Concourse opened in 2021. The venue was large, 2000 capacity. But they planned for all eventualities.
“We actually built the venue to have a modular floor plan,” Kelly explains, “because we didn’t think it would be feasible to have a sellout show all the time. We have shrunken layouts. When we first opened, we had way more variety in size. We really do like smaller acts, they might be legends in other countries, but they pull maybe less here. So some would be 500, the occasional 7-800 show. And now a lot of them do hit just around that top capacity.”
”When we built the place,” Andrew continues, “we were still growing. And we still are. The scene is still growing too. From opening the Concourse Project to now, it’s gone faster than even we anticipated.”
They’re anticipating this year’s Seismic Dance Event. Asked to name some of their favorite bookings, they go on for a while.

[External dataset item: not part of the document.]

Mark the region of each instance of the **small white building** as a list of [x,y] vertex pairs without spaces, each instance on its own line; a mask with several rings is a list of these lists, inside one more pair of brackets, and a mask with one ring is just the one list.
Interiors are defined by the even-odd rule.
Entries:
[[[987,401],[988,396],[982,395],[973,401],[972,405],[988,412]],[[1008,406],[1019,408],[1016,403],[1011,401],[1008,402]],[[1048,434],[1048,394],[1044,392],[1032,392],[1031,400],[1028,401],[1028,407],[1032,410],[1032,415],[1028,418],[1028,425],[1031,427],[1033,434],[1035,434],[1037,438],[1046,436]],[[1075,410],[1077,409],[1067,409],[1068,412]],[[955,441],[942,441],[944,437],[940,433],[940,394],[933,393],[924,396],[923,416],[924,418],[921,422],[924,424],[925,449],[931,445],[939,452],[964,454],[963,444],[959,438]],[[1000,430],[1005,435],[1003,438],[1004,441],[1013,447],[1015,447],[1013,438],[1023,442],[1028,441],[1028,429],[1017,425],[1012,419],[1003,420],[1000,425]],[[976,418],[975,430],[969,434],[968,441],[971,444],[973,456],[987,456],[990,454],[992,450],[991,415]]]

“Carl Cox,” Kelly says. “Best energy, a titan of the industry, a legend from the early roots of the dance music scene.”
Disclosure? Andrew: “That’s one that I’ve been working on for so long. They’re so big, they usually stick with Live Nation, so to be able to get them on Seismic is a huge thing for me.”
On it goes. ARGY, Layton Giordani, ORBITAL, Sammy Virji, Riordan, Max Styler, Westend…. A diverse lineup that all get enthusiastic recs, and these are just off the top of their heads. Clearly, they’re both very invested. The booking of all these acts and the planning of Seismic is a labor of love and passion.

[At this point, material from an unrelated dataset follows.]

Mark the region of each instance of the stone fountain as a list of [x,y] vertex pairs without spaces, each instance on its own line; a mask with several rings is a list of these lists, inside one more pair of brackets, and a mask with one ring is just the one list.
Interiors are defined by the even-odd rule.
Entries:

“The music is obviously amazing,” Kelly says, “but it’s also the opportunity to see some of the coolest production. It’s something that really motivates us. That’s what led to finding the space for the Concourse Project; that big modern warehouse industrial feel. Stripped down, bare bones infrastructure. But the focus is on really high tech production. So we do really cool shit.” She laughs. “Sorry.”
Her enthusiasm is contagious. And she’s not finished.
“We always have our little cliche moment, eye roll. People will go out there, folks visiting from different states. The first thing that they say. Wow, the energy, the people, it’s like a lifestyle festival. It brings a hyper dedicated crowd and everyone’s really cool and laid back with a really good attitude.”
Andrew gets in the last word.
“The vibes,” he says, “are top notch.”